Before she could talk herself out of it, she entered darkness. Blind at first, within moments, she began to make out shapes as she continued down the twisty path, surprised to find herself calm. Cicadas' ratchet felt almost friendly as she continued. Eventually trees thinned, opening into a clearing. She stopped in her tracks.
Two huge, ancient trunks rose into the sky, as if surrounding trees had stepped back to give the old oaks room (she recognized that leaf, thanks to Mark). Old growth. George had told her about them, trees that had been adolescents when Columbus arrived. Like all of Ohio's forests, this tiny patch atop a hill had been cleared, but someone had chosen, miraculously, to let these two old oaks live. Two old kings, he called them. And she'd never expressed the slightest desire to see them.
Maggie stepped forward warily, as when, a child, she'd approach the altar in church and bow quickly before returning to sit between her parents. The closer she got, the more she felt like genuflecting, saw herself as if from a high branch above: someone bearing a burden, looking for grace. Now she saw what she'd missed earlier: one of the oak's longest branches reached toward and nearly touched the outstretched tendril of his nearby brother. Maggie's breath rushed out of her. These two brothers had survived together. Had they survived because they stood together?
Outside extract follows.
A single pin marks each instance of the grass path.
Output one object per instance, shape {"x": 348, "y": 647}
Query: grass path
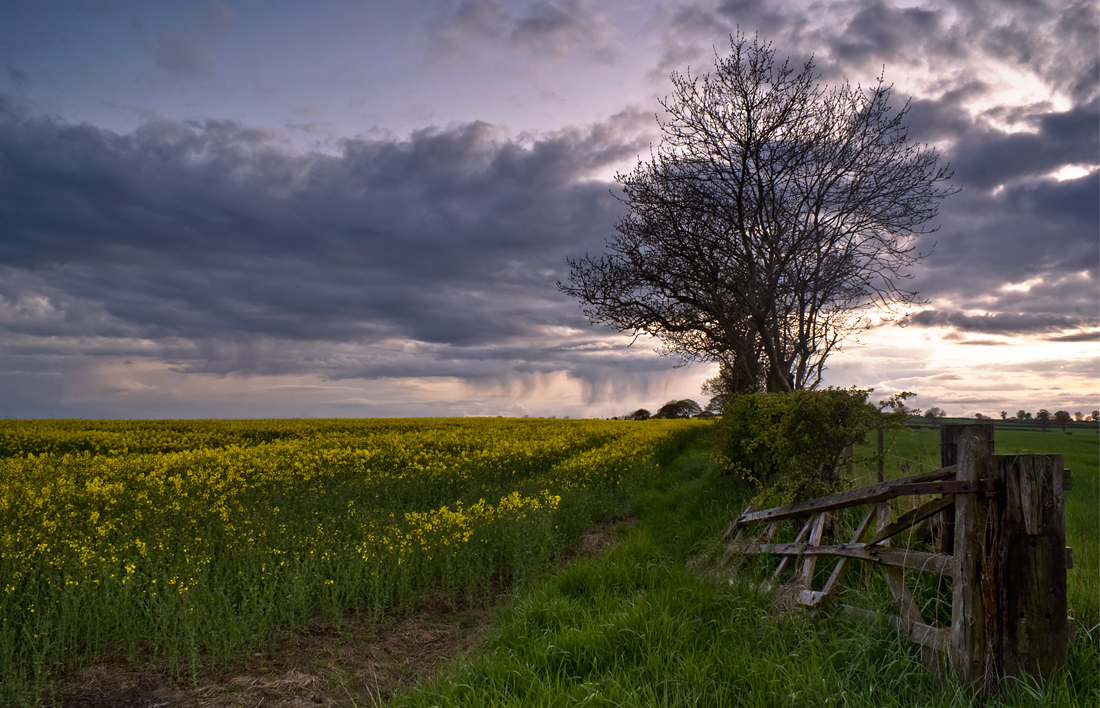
{"x": 630, "y": 618}
{"x": 635, "y": 627}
Stopping a couple feet away, she reached out and grazed bark. Coming closer, she laid one, then two hands on the tree's tough crust, imagining heartwood, the rings of years, some larger than others, depending on the cycle of sun, storm, ice and fire. She imagined the sap pooling at the center before rising up the spinal column to vein down limbs like arms and legs.
Then she felt a surge of pulse in her palms. Reeling backward, she stared up, trying to take in the tree's massive sprawl, some branches alive, others without growth. The old oak had touched her back.
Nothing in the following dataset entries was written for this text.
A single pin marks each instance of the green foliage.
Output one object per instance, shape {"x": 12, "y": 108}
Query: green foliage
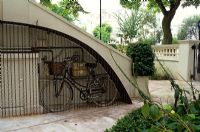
{"x": 159, "y": 76}
{"x": 132, "y": 122}
{"x": 168, "y": 9}
{"x": 106, "y": 30}
{"x": 175, "y": 41}
{"x": 143, "y": 58}
{"x": 186, "y": 24}
{"x": 149, "y": 41}
{"x": 113, "y": 45}
{"x": 137, "y": 24}
{"x": 184, "y": 115}
{"x": 69, "y": 9}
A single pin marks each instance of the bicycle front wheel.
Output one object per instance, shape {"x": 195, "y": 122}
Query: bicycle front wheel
{"x": 108, "y": 94}
{"x": 51, "y": 100}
Stepping forward, bolder now, she placed her right palm like a stethoscope on the fossilized flesh. Did she only imagine she felt its beating heart? Was it only her own? She took her hand away, waited a moment and placed two fingers to the carotid artery in her neck. Her own blood raced, while the oak's throb had felt slow, steady. Stay, the tree had seemed to say, but though she waited, there was nothing else. Even cicadas ceased while she stood under the stars, watching, listening. Finally, she turned back down the path. Was she insane to think an ancient tree had the power to touch her, try to tell her something? A tree was alive, yes, but . . . sentient?
Back at the cabin, Maggie read, then meditated, trying not to hear Bill Estep's voice. Near dawn, she finally fell into dreamless sleep.
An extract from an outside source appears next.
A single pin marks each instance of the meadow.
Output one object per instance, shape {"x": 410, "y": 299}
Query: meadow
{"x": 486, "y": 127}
Instantly alert, she realized she'd slept in her clothes. Someone was yelling. Staggering into the front room, brushing hair out of her eyes, she beheld a giant on the other side of the screen door, as if one of the ancient oaks had assumed a man's shape.
"Sorry, ma'am," he said, "but you didn't rouse when I knocked." He jerked a thumb behind him. "Saw the car."
Though this Goliath looked nearly seven feet tall, she wasn't afraid. "Come in." Maggie thrust out her hand. "I'm Maggie Wright Stanforth."
He stepped inside the screen door. His callused grasp was gentle. "Cloyd Cluny."
The name that only yesterday made her knees quake now flicked harmlessly through her. Why? Then, the image of the two kings in the moonlit clearing materialized on her mental screen. (Stay. What did it mean?) Glancing past the man, she looked beyond the doorway at the declining afternoon light. Stumps and sky. Sleep had freed her for a while, but now guilt came roaring back. She had to lean against the table. "I've slept the whole day away."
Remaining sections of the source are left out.